Richemont: watch out
Blame Apple for watch industry challenges. For its modus operandi, as well as the timepieces. On the road to pre-eminence. the technology group has built 500 temples to aluminium and glass since the first stores opened in May 2001. The stores are destinations, revitalisers of malls and precincts, physical reinforcement of the brand.
The lesson for other manufacturers was clear: a direct relationship with customers means better sales and profits. Luxury watch and jewellery group Richemont started a big programme of store openings in 2005. It now has 1,815 shops around the world, a mix of owned and franchised locations, for brands such as Cartier and Jaeger-LeCoultre. As Chinese “gift giving” and foreign tourism took off, these stores generated growth.

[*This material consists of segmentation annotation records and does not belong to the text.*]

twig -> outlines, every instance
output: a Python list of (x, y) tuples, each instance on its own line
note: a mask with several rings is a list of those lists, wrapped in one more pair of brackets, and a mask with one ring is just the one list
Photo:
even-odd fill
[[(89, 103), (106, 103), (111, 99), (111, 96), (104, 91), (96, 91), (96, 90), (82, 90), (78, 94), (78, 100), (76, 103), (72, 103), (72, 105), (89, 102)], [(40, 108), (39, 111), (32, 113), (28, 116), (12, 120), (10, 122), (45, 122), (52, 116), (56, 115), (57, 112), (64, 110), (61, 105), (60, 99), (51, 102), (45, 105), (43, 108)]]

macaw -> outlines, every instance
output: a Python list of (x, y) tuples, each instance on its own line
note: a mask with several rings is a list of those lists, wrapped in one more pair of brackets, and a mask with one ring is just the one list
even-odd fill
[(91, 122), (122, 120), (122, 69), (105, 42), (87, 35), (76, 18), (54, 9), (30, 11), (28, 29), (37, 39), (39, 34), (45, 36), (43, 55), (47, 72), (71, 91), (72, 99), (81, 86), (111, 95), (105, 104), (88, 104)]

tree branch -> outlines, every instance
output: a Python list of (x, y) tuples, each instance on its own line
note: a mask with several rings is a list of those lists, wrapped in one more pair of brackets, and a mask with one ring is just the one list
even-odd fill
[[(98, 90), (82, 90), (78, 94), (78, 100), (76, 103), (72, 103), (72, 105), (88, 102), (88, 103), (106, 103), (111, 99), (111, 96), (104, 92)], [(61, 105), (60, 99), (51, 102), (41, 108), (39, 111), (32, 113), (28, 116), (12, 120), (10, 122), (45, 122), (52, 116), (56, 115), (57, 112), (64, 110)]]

Yet expansion also hastened the demise of independent watch and jewellery retailers. Burkhart Grund, Richemont chief financial officer, says “that is a natural decline, and that will continue for the foreseeable future”. Half-year results from the Swiss company again demonstrated the trend of recent years. Adjusting for the effect of inventory buy-backs in the same period in 2016, retail sales were 8% higher, but wholesale watch revenues were broadly flat, Citigroup calculates.
Changing where a sale is made can boost profits. But it is not the same as finding new customers. Analysts expect €11.2bn of sales in 2018, only slightly more than in 2016. Retail is a tricky business, catering to fickle consumers who prize novelty. The push into stores also brings watch makers into competition with department stores and jewellers who develop future customers.
At a strategic level, Richemont’s 7.5% stake in duty-free operator Dufry also suggests an awareness of that risk, if not muddled thinking. Investors, however, assume expansion is a given, judging by the hefty earnings multiple they pay for stock. Disappointment probably waits in store. London, November 12.